Ma quatrième expérience est le décès de mon père. Je cuisinais, puis, comme appelée, je me suis précipitée à l’hôpital, en pyjama. Dans la chambre, les infirmières changeaient le lit, alors, pour respecter leur travail, je contactais ma mère pour lui indiquer le nouveau numéro de la chambre. Quand les infirmières quittèrent la chambre, elles me demandèrent de les avertir de tout problème. Après leur départ, je caressais les cheveux de mon père, et, tout doucement, il a poussé son dernier souffle, en me souriant. Les visites de ma sœur et de ma mère restèrent des projets ! Pour des raisons qui lui appartenaient, j’étais à son chevet pour l’accompagner à son ultime refuge !

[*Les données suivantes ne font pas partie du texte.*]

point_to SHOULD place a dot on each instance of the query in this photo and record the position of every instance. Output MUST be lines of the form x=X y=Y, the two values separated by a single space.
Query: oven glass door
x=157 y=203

La cinquième expérience, c’est le décès de ma mère. En matinée, le médecin m’avertissait de son déclin, et, comme elle ne voulait pas d’acharnement thérapeutique, je souhaitais qu’elle reçoive uniquement des antidouleurs. Ma sœur demeura tout l’après-midi à son chevet et ma mère reposait toujours dans un état comateux. J’assumais une surveillance d’examen le soir, mais je décidai de la confier à mon mari. Mon beau-frère m’amena à l’hôpital, où je devais rester une heure, mais finalement j’y passai la soirée. Quand ma mère sursautait, je lui caressais la tête pour la rassurer. Avant de me rendre à l’hôpital, j’avais signifié à mon mari de me rejoindre dans sa chambre après la surveillance. À vingt et une heures trente, il arriva, et nous repartîmes dix minutes plus tard, souhaitant tout bas une bonne nuit à ma mère avec une dernière caresse à la tête. À vingt-deux heures, la sonnerie du téléphone tintait, et l’infirmière m’annonçait le décès de ma mère. Je présume que ma mère sentait la présence de mon mari, et elle s’est dit « Je peux partir, ma fille est en sécurité! » Possiblement, quand nous avons franchi le seuil de sa porte, elle quittait ce monde.
Dans chacun de ces cas, le mourant retarda ou avança son départ, pour ne pas déranger ses proches, ou, au contraire, pour partager ce moment ultime de la vie qui est la mort. Je suis un témoin pour les cinq, presque un porte-parole. Mon théorème se tient, confirmé par mes évènements historiques, mais le lecteur à son tour se remémorera les morts qui ont marqué sa vie. J’espère que ma présentation facilitera sa réflexion.